There is already a "sysctl -a" scenario that triggers the panic:
root@mercat1:~ # cd /usr/src/tools/test/stress2/misc root@mercat1:/usr/src/tools/test/stress2/misc # ./sysctl2.sh panic: acpi_get_flags failed for pci8 on bus pcib8, error = 2
This change fixes the panic for me.
Hmm... atopcase(4) still panicked with a similar issue (once I figured out that I needed to add ig4 to my KERNCONF). This may have also occurred because my Mac had low battery and the hardware sends out events at the hardware level to OSes to suspend the host (there's always a chance that this is a bug with atopcase(4)).

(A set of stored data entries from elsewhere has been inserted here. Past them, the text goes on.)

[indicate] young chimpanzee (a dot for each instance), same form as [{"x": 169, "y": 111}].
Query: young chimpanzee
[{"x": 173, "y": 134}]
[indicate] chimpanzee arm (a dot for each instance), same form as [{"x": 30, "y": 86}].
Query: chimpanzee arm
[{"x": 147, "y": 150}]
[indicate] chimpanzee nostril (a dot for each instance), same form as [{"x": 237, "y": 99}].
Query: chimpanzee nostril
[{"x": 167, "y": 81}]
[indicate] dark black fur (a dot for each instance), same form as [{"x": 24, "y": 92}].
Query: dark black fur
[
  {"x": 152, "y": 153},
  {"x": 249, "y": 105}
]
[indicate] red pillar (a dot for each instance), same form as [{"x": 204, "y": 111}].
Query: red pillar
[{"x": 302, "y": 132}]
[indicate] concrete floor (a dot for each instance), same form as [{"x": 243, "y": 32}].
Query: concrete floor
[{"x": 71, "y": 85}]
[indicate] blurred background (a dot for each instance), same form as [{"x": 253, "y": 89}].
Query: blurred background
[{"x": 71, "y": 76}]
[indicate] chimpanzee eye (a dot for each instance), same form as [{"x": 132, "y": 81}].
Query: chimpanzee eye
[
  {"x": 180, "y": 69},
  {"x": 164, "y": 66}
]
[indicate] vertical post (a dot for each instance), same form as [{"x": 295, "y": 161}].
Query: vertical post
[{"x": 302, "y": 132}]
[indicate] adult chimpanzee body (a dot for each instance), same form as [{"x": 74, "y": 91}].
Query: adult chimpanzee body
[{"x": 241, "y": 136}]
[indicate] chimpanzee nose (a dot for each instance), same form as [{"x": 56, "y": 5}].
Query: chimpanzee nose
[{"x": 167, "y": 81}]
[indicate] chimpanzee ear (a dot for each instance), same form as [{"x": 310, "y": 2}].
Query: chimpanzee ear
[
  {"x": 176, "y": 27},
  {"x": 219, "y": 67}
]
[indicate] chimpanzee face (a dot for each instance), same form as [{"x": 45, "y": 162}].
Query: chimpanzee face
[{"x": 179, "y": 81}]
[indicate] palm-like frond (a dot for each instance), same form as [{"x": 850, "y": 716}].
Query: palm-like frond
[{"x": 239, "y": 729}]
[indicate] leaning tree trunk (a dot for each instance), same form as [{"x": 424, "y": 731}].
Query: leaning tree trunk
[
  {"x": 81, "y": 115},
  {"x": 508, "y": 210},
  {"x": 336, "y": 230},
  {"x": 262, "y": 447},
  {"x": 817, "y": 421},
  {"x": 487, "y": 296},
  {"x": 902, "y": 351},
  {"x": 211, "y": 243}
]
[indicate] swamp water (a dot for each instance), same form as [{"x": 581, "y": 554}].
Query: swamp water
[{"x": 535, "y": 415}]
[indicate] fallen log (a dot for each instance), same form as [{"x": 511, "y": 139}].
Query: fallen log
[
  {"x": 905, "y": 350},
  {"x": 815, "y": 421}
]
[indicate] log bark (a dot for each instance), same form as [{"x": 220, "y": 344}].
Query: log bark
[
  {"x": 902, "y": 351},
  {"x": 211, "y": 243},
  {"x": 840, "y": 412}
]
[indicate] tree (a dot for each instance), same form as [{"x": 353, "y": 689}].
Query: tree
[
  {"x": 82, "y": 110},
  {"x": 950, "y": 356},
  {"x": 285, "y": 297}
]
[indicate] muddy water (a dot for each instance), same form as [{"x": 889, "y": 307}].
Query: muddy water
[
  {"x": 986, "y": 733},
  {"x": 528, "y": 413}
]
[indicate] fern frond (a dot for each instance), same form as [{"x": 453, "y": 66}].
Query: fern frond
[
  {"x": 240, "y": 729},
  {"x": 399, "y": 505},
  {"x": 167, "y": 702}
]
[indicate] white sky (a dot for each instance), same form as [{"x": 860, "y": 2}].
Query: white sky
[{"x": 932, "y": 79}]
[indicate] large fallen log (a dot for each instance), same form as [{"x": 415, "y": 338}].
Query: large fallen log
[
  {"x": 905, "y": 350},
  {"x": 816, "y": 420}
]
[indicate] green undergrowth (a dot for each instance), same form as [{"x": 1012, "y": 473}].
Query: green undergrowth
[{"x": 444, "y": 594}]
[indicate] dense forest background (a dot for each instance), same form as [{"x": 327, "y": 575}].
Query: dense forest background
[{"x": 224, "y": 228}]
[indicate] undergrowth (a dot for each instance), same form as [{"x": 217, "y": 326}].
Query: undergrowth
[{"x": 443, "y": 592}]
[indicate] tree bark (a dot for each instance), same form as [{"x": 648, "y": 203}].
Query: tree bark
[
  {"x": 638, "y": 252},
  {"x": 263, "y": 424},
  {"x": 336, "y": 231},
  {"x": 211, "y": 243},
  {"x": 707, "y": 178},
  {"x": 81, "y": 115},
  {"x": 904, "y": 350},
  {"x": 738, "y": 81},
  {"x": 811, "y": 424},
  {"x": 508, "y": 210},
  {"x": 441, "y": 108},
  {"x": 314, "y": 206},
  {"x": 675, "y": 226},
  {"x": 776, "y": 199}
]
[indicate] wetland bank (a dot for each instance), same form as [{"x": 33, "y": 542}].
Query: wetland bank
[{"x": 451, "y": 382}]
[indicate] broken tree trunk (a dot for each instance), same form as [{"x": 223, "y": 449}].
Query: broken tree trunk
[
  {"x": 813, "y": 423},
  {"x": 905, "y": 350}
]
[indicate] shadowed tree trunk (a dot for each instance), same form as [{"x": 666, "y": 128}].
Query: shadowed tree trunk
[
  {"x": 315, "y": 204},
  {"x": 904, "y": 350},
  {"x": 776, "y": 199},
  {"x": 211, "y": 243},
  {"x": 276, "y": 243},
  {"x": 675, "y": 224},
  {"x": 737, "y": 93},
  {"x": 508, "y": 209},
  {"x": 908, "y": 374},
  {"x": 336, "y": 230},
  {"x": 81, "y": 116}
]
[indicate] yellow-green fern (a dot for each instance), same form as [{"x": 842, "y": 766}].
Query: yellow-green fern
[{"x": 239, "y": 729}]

This is probably because of the acpi_get_flags() call in acpi_wake_{sleep,run}_prep(). We should be checking if we have ACPI_IVAR_FLAGS in those functions too, or be doing something like D55609.
I think the former is the better solution, because otherwise we're still creating the sysctls even if the driver doesn't support this ivar.
See earlier in the review stack. The first commit is supposed to fix the panic by making the IVAR global. The later parts of this stack are refinements to fix an oddity in how this sysctl worked on PCI buses (where we duplicated it).